Thiago Silva le voit succéder à Lloris chez les Bleus
Forcément heureux, le principal intéressé s’est pourtant refusé à tout excès de confiance. « C’est une bonne soirée pour moi, mais surtout pour l’équipe. Il fallait repartir sur une victoire, c’est ce qu’on a fait. Le plus important est le résultat collectif, j’y ai mis ma petite patte. Ce sont des choses qu’on garde entre l’entraîneur des gardiens et moi-même. Je la sors au bon moment et, derrière, on marque, c’est bien. » Mais s’il la joue collectif, Aréola a de quoi avoir le sourire. Car sa prestation n’est pas passée inaperçue.
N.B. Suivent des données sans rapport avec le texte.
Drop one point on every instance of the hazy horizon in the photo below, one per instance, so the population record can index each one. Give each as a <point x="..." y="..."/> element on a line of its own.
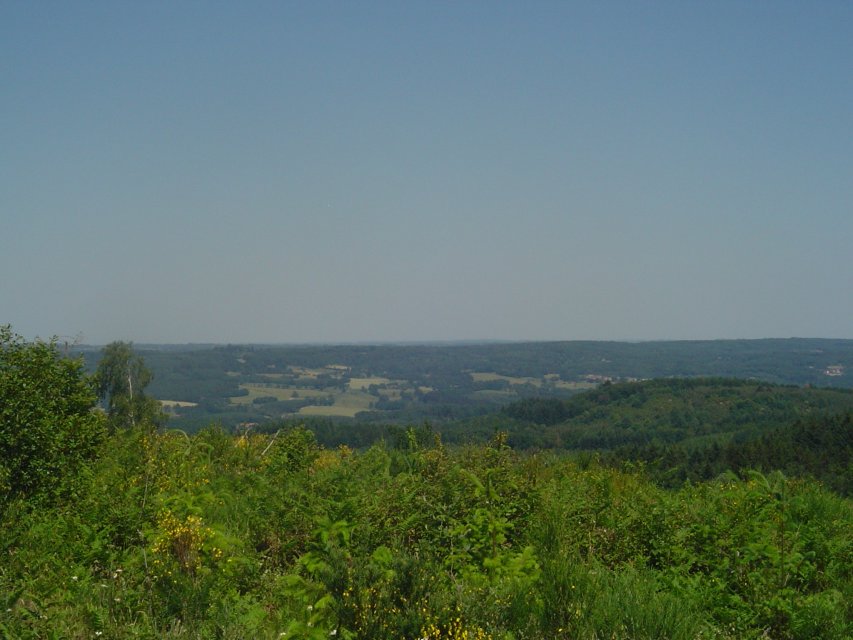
<point x="304" y="173"/>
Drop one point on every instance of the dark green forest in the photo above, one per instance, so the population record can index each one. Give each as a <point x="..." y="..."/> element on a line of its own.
<point x="728" y="516"/>
<point x="450" y="382"/>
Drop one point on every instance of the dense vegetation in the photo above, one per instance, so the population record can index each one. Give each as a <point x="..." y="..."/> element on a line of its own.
<point x="220" y="537"/>
<point x="160" y="534"/>
<point x="691" y="411"/>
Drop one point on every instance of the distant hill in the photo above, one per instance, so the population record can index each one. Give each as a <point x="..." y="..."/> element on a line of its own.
<point x="691" y="411"/>
<point x="821" y="447"/>
<point x="235" y="384"/>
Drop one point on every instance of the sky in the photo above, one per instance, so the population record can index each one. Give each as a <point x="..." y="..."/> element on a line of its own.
<point x="239" y="172"/>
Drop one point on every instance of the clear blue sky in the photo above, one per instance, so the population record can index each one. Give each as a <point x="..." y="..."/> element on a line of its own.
<point x="383" y="171"/>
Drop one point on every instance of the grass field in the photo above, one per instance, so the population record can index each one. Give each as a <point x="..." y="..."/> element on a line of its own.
<point x="279" y="393"/>
<point x="177" y="403"/>
<point x="364" y="383"/>
<point x="489" y="376"/>
<point x="346" y="405"/>
<point x="552" y="378"/>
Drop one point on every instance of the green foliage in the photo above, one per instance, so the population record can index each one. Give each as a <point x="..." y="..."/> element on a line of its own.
<point x="121" y="378"/>
<point x="270" y="535"/>
<point x="49" y="430"/>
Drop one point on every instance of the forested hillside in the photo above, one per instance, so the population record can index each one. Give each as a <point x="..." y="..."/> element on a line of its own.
<point x="120" y="529"/>
<point x="693" y="412"/>
<point x="446" y="382"/>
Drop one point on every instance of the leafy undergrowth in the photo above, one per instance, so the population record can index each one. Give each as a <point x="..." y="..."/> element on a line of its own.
<point x="216" y="536"/>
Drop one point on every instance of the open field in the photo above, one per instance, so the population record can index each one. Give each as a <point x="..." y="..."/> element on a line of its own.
<point x="364" y="383"/>
<point x="167" y="404"/>
<point x="279" y="393"/>
<point x="346" y="405"/>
« Nous avons deux bons gardiens, mais seulement un peut jouer. Il est dans son meilleur moment et l’entraîneur a décidé qu’il jouait. Et il l’a très bien fait », s’est ainsi félicité le directeur du football parisien Patrick Kluivert. Un discours plutôt sobre qui tranche toutefois avec celui du capitaine de l’équipe Thiago Silva. « Alphonse est un jeune gardien qui a beaucoup progressé. Il a joué à Bastia et à Villarreal. Il donne beaucoup de confiance à tous les joueurs. Il a joue très bien du pied, je n’ai rien à dire sur son jeu de main. J’espère qu’il va continuer comme ça parce que c’est le prochain gardien de la sélection française. » Un bel hommage même si cette déclaration est loin d’être un compliment de circonstance. Déjà appelé par Didier Deschamps, Aréola n’a toujours pas réussi à inverser la hiérarchie du trio Lloris-Mandanda-Costil en Equipe de France. Mais à force de répéter ce genre de performance, notamment en Ligue des Champions, il sera difficile pour le sélectionneur de s’en passer.